Aim to battle Hollywood's genre dominance

More Pusan festival coverage

BUSAN, South Korea -- Asian filmmakers are looking for a superhero -- or a few of them -- who can battle into the international marketplace and cut into Hollywood's boxoffice dominance of the genre.

South Korean producer Lee Eugene is in Pusan shooting her current project "Jeon Woo Chi," which she calls "the most anticipated project in Korea."

Presented at the Asian Film Market's project market, PPP, which wrapped Monday, the film drew great interest from buyers, particularly Japan, according to Lee, president of production shingle Zip Cinema.

The $12 million film has three quarters of its budget in place and is presented by Korean major CJ Entertainment and United Pictures International.

Currently in its 14th day of shooting in Busan, the up to four month production will be one of Korea's longest, with location shooting all over the country.

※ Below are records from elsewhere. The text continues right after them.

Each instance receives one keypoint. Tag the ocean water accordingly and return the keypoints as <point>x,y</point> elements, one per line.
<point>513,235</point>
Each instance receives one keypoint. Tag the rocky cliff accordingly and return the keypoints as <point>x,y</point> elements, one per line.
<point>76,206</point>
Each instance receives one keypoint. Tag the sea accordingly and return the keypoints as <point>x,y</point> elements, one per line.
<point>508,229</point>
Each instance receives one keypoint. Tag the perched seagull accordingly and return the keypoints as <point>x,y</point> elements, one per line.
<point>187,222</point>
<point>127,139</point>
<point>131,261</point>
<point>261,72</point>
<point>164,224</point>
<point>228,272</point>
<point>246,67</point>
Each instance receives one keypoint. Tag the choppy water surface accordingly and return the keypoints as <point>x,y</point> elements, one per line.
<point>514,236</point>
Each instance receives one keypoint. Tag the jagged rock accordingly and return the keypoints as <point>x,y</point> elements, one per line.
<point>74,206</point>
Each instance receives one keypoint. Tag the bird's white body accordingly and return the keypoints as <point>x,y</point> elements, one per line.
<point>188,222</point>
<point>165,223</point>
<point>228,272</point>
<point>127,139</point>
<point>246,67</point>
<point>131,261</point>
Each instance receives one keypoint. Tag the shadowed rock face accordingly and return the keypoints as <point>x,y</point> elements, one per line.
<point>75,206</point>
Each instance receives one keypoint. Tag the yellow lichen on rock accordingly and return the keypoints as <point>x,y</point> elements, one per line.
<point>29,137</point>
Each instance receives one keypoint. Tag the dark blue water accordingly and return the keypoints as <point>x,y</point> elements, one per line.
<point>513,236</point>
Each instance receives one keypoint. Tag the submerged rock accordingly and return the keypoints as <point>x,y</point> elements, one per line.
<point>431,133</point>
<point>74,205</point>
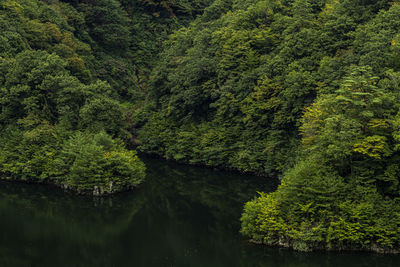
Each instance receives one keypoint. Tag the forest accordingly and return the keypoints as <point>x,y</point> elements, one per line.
<point>304,90</point>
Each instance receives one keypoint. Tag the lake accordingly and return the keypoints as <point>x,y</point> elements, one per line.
<point>181,216</point>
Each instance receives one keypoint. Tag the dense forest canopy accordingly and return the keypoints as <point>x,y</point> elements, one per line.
<point>304,90</point>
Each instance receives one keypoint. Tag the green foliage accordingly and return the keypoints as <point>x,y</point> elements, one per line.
<point>48,94</point>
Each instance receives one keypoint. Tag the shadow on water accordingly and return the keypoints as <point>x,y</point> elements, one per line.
<point>182,216</point>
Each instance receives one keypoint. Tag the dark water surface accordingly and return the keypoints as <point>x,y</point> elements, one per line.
<point>182,216</point>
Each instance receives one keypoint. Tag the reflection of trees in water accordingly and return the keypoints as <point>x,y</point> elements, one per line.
<point>182,216</point>
<point>44,226</point>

The film makes extensive use of wire-action and homegrown CGI in its tale of a Taoist magician, the title character "Jeon," traveling 500 years forward to present day Korea to take on a host of evil goblins.

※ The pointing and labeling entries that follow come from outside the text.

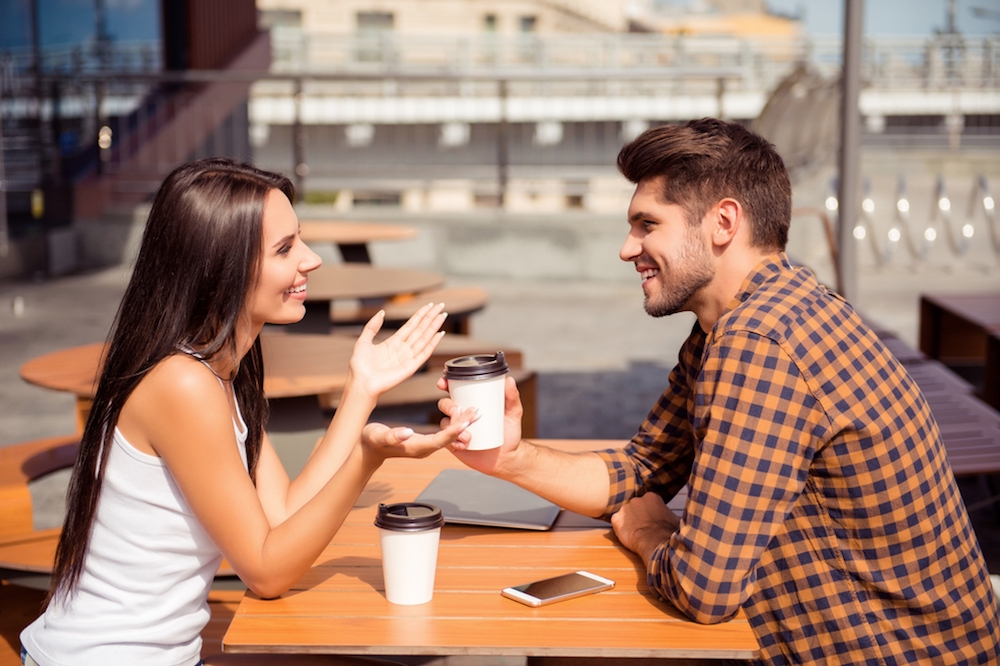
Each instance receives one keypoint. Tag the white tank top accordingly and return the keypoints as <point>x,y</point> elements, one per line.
<point>142,597</point>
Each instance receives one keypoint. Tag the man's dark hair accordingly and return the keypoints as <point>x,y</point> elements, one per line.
<point>704,161</point>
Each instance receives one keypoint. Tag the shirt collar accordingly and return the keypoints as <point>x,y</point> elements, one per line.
<point>762,272</point>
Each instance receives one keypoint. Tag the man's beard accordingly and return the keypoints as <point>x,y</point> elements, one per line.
<point>681,279</point>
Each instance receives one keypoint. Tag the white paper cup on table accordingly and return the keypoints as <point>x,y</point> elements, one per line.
<point>478,381</point>
<point>408,536</point>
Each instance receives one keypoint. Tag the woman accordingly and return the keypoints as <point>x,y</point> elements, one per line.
<point>175,470</point>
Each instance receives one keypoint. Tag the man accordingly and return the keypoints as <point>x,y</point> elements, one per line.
<point>820,499</point>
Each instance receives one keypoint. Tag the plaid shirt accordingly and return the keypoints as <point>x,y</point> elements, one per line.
<point>820,498</point>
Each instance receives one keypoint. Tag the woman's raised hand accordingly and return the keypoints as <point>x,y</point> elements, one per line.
<point>378,367</point>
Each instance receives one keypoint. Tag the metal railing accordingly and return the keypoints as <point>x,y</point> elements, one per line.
<point>941,224</point>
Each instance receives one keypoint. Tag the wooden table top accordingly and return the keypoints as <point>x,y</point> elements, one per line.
<point>294,365</point>
<point>980,309</point>
<point>346,232</point>
<point>362,281</point>
<point>339,607</point>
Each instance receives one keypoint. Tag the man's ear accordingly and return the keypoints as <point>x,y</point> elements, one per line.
<point>726,221</point>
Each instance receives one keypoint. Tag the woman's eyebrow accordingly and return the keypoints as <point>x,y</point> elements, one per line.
<point>284,240</point>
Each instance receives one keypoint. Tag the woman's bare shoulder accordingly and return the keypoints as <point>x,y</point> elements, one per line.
<point>182,382</point>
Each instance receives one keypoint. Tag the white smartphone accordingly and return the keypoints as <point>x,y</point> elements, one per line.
<point>559,588</point>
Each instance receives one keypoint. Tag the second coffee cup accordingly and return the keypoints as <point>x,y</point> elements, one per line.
<point>408,538</point>
<point>478,381</point>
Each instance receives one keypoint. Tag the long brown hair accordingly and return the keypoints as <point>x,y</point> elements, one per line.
<point>703,161</point>
<point>198,261</point>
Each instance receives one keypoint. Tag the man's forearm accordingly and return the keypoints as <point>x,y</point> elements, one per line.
<point>574,481</point>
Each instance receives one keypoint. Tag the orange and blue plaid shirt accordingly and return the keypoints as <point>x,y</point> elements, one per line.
<point>820,498</point>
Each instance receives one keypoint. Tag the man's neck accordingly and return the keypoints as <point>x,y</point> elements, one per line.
<point>714,299</point>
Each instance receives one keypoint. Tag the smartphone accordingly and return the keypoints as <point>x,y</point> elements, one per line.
<point>559,588</point>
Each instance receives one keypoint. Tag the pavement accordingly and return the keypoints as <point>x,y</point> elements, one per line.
<point>601,360</point>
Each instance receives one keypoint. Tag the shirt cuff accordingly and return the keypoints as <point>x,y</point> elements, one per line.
<point>621,479</point>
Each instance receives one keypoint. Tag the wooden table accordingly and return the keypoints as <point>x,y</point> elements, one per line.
<point>957,329</point>
<point>357,282</point>
<point>352,238</point>
<point>294,366</point>
<point>338,606</point>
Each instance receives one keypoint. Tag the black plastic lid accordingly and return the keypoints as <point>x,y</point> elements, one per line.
<point>477,366</point>
<point>408,517</point>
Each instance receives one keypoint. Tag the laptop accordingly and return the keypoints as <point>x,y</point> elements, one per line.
<point>468,497</point>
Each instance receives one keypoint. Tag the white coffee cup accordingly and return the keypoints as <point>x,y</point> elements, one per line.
<point>478,381</point>
<point>408,537</point>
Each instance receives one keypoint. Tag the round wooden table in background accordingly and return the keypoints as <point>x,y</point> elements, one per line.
<point>294,366</point>
<point>352,237</point>
<point>369,284</point>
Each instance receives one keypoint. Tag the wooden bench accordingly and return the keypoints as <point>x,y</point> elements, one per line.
<point>460,303</point>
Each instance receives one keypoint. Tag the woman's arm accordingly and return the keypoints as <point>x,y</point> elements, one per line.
<point>374,369</point>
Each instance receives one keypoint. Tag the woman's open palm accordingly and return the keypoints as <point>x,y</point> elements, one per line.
<point>380,366</point>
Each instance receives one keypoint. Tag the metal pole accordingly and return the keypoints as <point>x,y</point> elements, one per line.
<point>850,140</point>
<point>4,231</point>
<point>503,147</point>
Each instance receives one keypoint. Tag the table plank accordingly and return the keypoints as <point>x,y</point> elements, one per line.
<point>535,634</point>
<point>348,232</point>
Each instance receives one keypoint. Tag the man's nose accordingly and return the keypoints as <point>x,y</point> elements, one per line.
<point>630,249</point>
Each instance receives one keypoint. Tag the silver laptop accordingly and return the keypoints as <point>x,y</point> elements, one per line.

Coinciding with the shoot, this year's Pusan International Film Festival honed in on the re-emerging trend with its special section: Superheroes in Asia, showcasing 11 features from across the region spanning 50 years.

Among films screened at PIFF this year were the 2006 hit "Krrish," India's first major superhero movie, Malaysia's "Cicakman 2 -- Planet Hitam" (2008), a superhero comedy sequel to the popular 2006 film, and Thailand's reworking of Hollywood's "Spider-Man" hero, "Mercury Man" from 2006.

Asked how the Korean superhero would stand up against Western archetypes, Lee said, "It's going to be very different from a Hollywood clear-cut 'good' superhero. Jeon Woo Chi is a rascal and quite mischievous." The project will be taken to the upcoming American Film Market, which begins Nov. 5. A release date is targeted for summer 2009.

It stars Korean wave heartthrob Gang Don-won ("M") in the title role along with Lim Soo-jung ("Happiness"), and Kim Yun-seok ("The Chaser"). The director is Choi Dong-hoon, known as the Tarantino of the local film industry with his high stakes thrillers, "The Big Swindle" (2004) and "Tazza: The High Rollers" (2006).